Beauty
Visual perceptions of human beauty are obviously learned behaviors. What is beautiful in one culture is not beautiful in another. What one person finds beautiful in a lover may horrify another.
Yet, there are social trends of beauty. These are taught to a receptive public by the drumming of visual commercial media. Long hair, short hair, tall, short, thin and plump. These all come and go with the whim of advertisers and the appetite of consumers for change.
There are also basic, generally accepted elements of human beauty which include youthfulness, muscularity, symmetry, smoothness of skin, large eyes, thick hair, white teeth, etc..
The current materialism in society, combined with relentless saturation of daily life with commercial media which use human beauty to sell things, has led to a reduction of human beauty to its superficial material value. Beauty has been reduced to a manipulative tool to achieve materialistic gains. This is a generalized prostitution ethic, which is revealing itself on all levels of society.
One result of this ethic is the devaluation of hard work and merit as keys to success.
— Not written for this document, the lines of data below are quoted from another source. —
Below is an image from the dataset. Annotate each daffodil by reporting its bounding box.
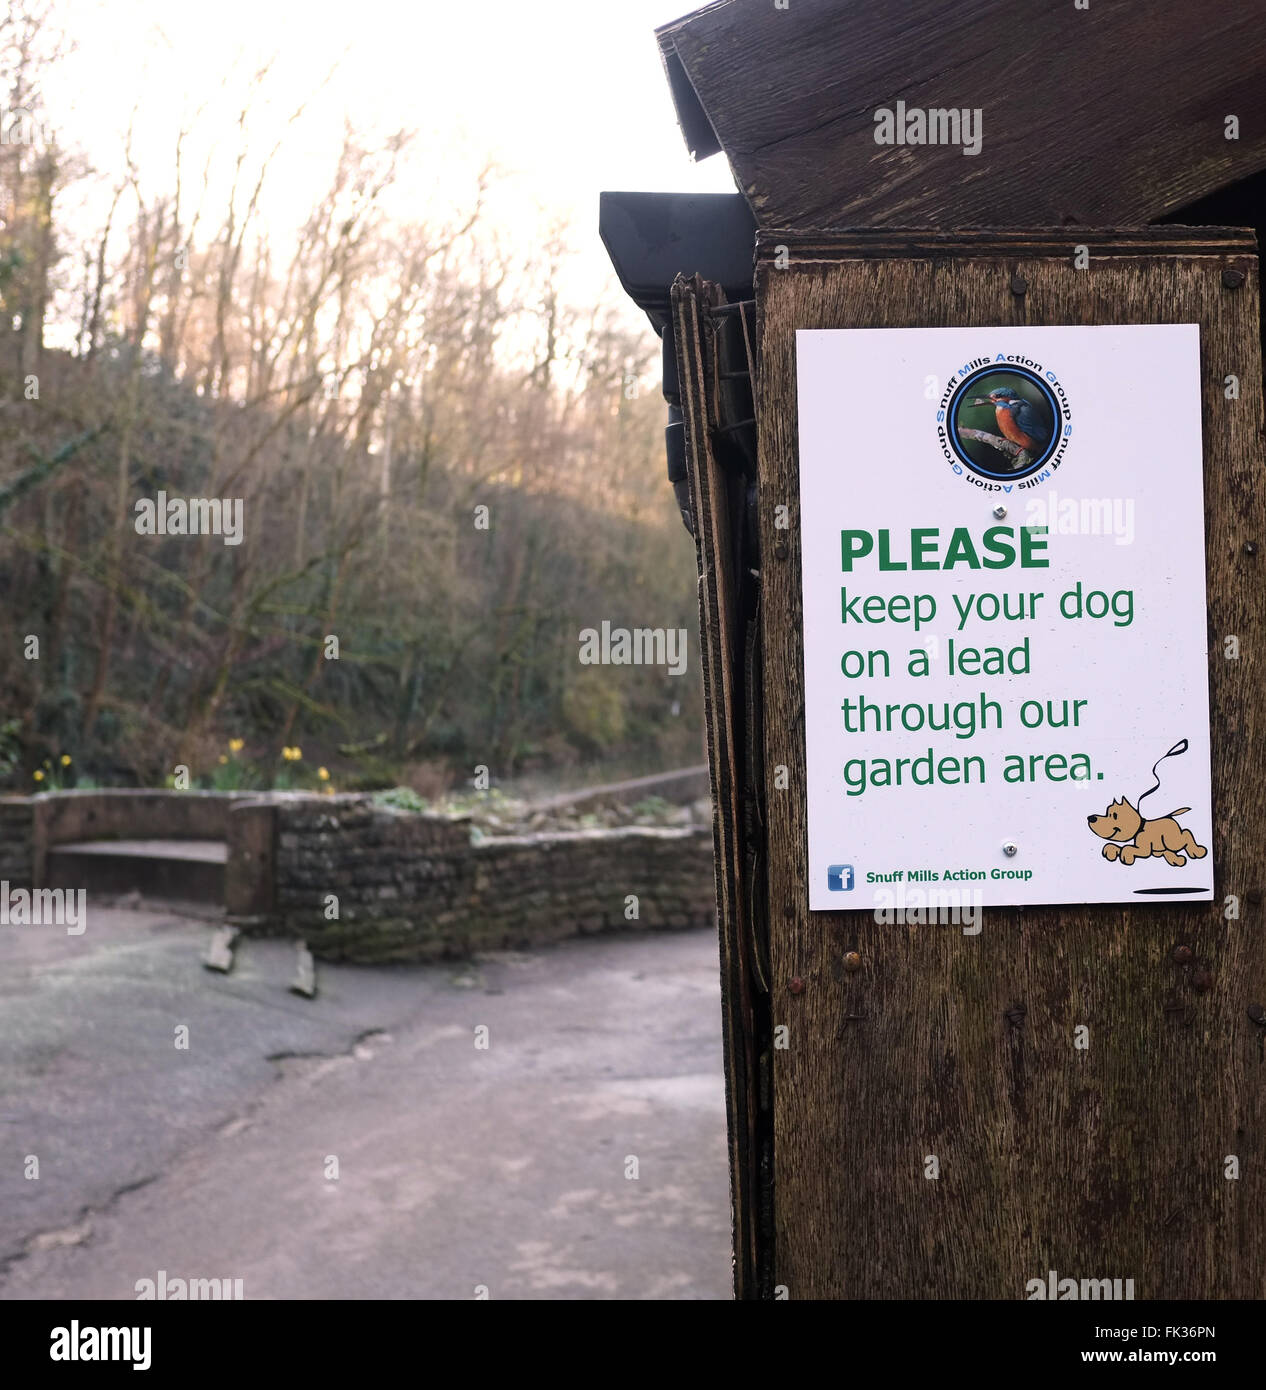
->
[317,767,330,781]
[219,755,228,765]
[60,754,71,767]
[33,770,44,782]
[228,738,244,753]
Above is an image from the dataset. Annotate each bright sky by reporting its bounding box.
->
[44,0,738,330]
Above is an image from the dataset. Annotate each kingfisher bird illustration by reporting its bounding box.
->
[970,387,1051,453]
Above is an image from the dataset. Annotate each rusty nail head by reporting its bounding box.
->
[774,539,789,560]
[1223,267,1246,289]
[1191,967,1213,993]
[993,505,1007,520]
[1003,842,1018,857]
[843,951,861,973]
[789,976,805,995]
[1247,1004,1265,1024]
[1010,272,1028,296]
[1006,1003,1027,1025]
[1245,541,1259,557]
[1172,944,1194,964]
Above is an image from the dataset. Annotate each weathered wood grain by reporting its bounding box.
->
[671,276,764,1296]
[658,0,1266,230]
[755,228,1265,1298]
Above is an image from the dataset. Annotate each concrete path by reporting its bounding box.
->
[0,908,732,1299]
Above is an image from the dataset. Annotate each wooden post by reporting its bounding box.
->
[671,276,770,1297]
[753,227,1265,1298]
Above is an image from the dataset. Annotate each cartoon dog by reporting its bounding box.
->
[1086,797,1207,866]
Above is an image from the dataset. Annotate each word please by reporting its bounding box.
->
[842,525,1049,572]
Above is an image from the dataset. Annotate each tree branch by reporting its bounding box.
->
[956,426,1032,471]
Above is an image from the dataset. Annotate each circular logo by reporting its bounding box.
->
[940,363,1068,485]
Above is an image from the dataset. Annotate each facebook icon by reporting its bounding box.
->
[827,864,854,892]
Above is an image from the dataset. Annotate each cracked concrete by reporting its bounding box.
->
[0,906,731,1299]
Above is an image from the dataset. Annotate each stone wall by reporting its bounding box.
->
[0,796,33,884]
[258,795,716,962]
[0,788,718,961]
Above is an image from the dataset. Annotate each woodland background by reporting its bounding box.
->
[0,1,702,798]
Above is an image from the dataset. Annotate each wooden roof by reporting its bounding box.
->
[657,0,1266,228]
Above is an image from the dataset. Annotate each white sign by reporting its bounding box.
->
[796,325,1213,911]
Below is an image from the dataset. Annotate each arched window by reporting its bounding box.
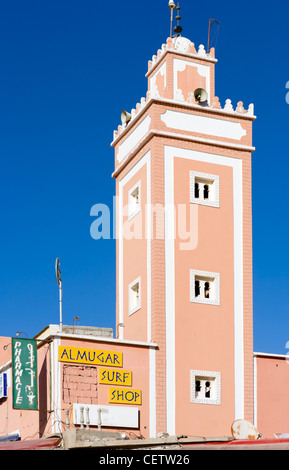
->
[190,172,219,208]
[129,278,141,315]
[190,271,220,306]
[204,281,210,299]
[195,380,201,397]
[205,381,211,398]
[128,182,141,219]
[191,371,221,405]
[195,280,200,298]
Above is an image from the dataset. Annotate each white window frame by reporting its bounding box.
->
[190,171,219,207]
[128,181,141,220]
[190,370,221,405]
[128,277,141,316]
[190,270,220,306]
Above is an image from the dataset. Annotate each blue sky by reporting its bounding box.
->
[0,0,288,354]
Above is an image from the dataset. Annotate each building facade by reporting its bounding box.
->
[112,34,255,437]
[0,34,287,442]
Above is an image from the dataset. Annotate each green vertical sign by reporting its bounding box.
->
[12,338,38,410]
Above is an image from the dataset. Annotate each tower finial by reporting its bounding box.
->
[168,0,182,37]
[173,0,183,35]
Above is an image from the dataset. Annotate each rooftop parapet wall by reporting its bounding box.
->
[112,94,255,146]
[112,36,255,146]
[146,35,216,74]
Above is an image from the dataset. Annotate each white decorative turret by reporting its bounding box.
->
[224,99,234,112]
[197,44,207,58]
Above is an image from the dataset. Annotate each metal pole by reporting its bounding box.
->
[55,258,62,333]
[59,280,62,332]
[207,19,219,54]
[169,1,176,38]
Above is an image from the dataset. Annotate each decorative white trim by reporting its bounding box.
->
[155,129,255,151]
[197,44,207,58]
[128,276,141,316]
[190,370,221,405]
[190,270,220,306]
[149,347,156,438]
[164,145,244,434]
[51,337,62,433]
[117,115,151,162]
[165,146,175,436]
[173,58,211,104]
[150,62,166,98]
[161,110,246,141]
[146,45,217,80]
[118,152,154,437]
[254,354,257,429]
[190,170,220,208]
[112,96,256,147]
[112,129,255,180]
[118,151,151,342]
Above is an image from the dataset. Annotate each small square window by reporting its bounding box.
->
[190,270,220,306]
[129,277,141,315]
[190,370,221,405]
[128,181,141,219]
[190,171,219,207]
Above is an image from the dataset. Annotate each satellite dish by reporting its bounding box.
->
[194,88,208,103]
[231,419,260,441]
[55,258,61,286]
[121,110,132,125]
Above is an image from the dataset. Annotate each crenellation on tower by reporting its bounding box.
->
[112,35,255,149]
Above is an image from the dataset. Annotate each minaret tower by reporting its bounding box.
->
[111,3,255,437]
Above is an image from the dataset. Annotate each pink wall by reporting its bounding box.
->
[0,338,12,364]
[256,354,289,438]
[0,336,152,440]
[174,156,235,437]
[122,164,148,343]
[0,341,51,440]
[58,337,152,438]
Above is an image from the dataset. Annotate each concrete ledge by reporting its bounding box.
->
[62,429,232,450]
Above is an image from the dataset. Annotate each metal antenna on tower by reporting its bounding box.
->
[55,258,63,332]
[207,19,219,54]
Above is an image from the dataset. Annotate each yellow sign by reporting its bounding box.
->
[109,388,142,405]
[99,369,132,386]
[58,346,123,367]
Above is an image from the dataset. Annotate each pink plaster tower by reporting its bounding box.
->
[111,29,256,437]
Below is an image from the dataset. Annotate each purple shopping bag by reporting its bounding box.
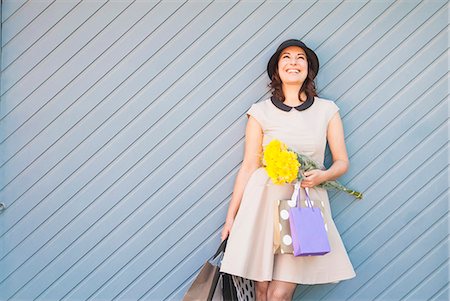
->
[289,186,331,256]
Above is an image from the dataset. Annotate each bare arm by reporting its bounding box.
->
[301,111,349,187]
[325,111,349,179]
[221,115,263,241]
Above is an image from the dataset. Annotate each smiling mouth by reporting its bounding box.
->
[286,69,300,73]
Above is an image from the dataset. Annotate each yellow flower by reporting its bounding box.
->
[263,139,300,184]
[261,139,363,199]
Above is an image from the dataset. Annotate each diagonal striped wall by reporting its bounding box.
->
[0,1,448,300]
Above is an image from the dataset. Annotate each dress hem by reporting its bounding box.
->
[220,267,356,285]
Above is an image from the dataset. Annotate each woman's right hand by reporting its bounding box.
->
[221,219,234,242]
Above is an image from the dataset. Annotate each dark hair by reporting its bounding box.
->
[269,58,318,101]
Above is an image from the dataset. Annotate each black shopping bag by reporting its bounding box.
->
[183,239,237,301]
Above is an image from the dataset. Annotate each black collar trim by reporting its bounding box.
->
[270,95,314,112]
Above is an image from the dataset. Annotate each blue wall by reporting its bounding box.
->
[0,1,448,300]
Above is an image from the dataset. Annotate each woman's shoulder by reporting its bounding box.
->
[246,99,272,130]
[314,96,340,122]
[314,96,339,107]
[250,98,272,109]
[247,98,272,114]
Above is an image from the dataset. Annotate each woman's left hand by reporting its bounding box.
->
[300,169,328,188]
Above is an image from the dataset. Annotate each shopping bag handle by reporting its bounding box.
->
[212,238,228,259]
[295,183,313,208]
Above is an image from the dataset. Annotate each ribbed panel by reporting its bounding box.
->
[0,1,447,300]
The consequences of this are obvious. When those with marketable beauty become catapulted to positions of responsibility and celebrity over those with merit, genius or dedication, the fabric of society deteriorates.
Part of my practice is a conscious attempt to focus on merit, decency and intelligence in the people around me. This practice rapidly has made me aware that those with marketable beauty are seldom the focus of my attention in public settings or in general interactions. If conventional beauty has become power and power corrupts, then conventional beauty corrupts.